A Polícia Judiciária (PJ) disse hoje que as embarcações rápidas (narcolanchas) são a principal «ameaça» no tráfico de droga em Portugal
A utilização de lanchas rápidas no tráfico de droga é atualmente «a principal ameaça» enfrentada por Portugal, Espanha e Europa, afirmou hoje o diretor da Unidade Nacional de Combate ao Tráfico de Estupefacientes (UNCTE) da Polícia Judiciária (PJ), Artur Vaz.
Em declarações ao jornal Público, o responsável explicou que as Embarcações de Alta Velocidade (EAV) estão a ser usadas no corredor atlântico entre os Açores, Madeira e Canárias para transportar cocaína proveniente da América Latina e haxixe oriundo de Marrocos e do Norte de África.
Segundo Artur Vaz, trata-se de uma «autêntica pirataria do mar», que tem contribuído para transformar Portugal numa «porta de entrada relevante de cocaína na Europa».
O dirigente da PJ alertou ainda para a elevada capacidade destas embarcações, que conseguem atingir «uma velocidade brutal» e apresentam grande manobrabilidade, dificultando perseguições e apreensões por parte das autoridades.
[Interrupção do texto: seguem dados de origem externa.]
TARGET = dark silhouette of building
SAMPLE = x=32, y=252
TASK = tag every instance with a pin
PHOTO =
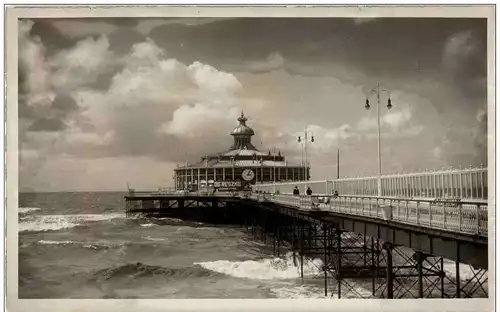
x=243, y=164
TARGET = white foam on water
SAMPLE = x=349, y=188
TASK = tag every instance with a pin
x=264, y=269
x=152, y=238
x=299, y=292
x=23, y=210
x=149, y=225
x=95, y=245
x=42, y=223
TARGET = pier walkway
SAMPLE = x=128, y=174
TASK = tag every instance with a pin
x=339, y=225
De acordo com dados da PJ citados pelo Público, mais de 200 lanchas rápidas foram apreendidas em Portugal desde 2020, quer em alto mar, rios, transporte terrestre ou armazenagem. Só no primeiro trimestre deste ano foram apreendidas 11.
Nos últimos meses, as autoridades intensificaram operações relacionadas com este fenómeno.
Em março, a Guarda Nacional Republicana (GNR) apreendeu uma lancha rápida transportada num veículo automóvel no concelho de Grândola, por suspeitas de ligação ao tráfico internacional de droga.
Já no final do mesmo mês, a Polícia Marítima e a Marinha apreenderam duas lanchas rápidas a sul do Algarve, detendo sete pessoas, seis de nacionalidade espanhola e uma marroquina, tal como o barlavento noticiou.
Na sexta-feira, a Polícia Marítima apreendeu ainda uma embarcação no estuário do Tejo com 6,5 toneladas de combustível, num caso em que a Marinha considerou existirem indícios de se tratar de uma narcolancha.
Entretanto, entrou hoje em vigor uma nova legislação que prevê penas de prisão entre um e quatro anos para quem possuir lanchas rápidas sem registo, transportar combustível acima do limite legal ou utilizar métodos destinados a escapar aos radares.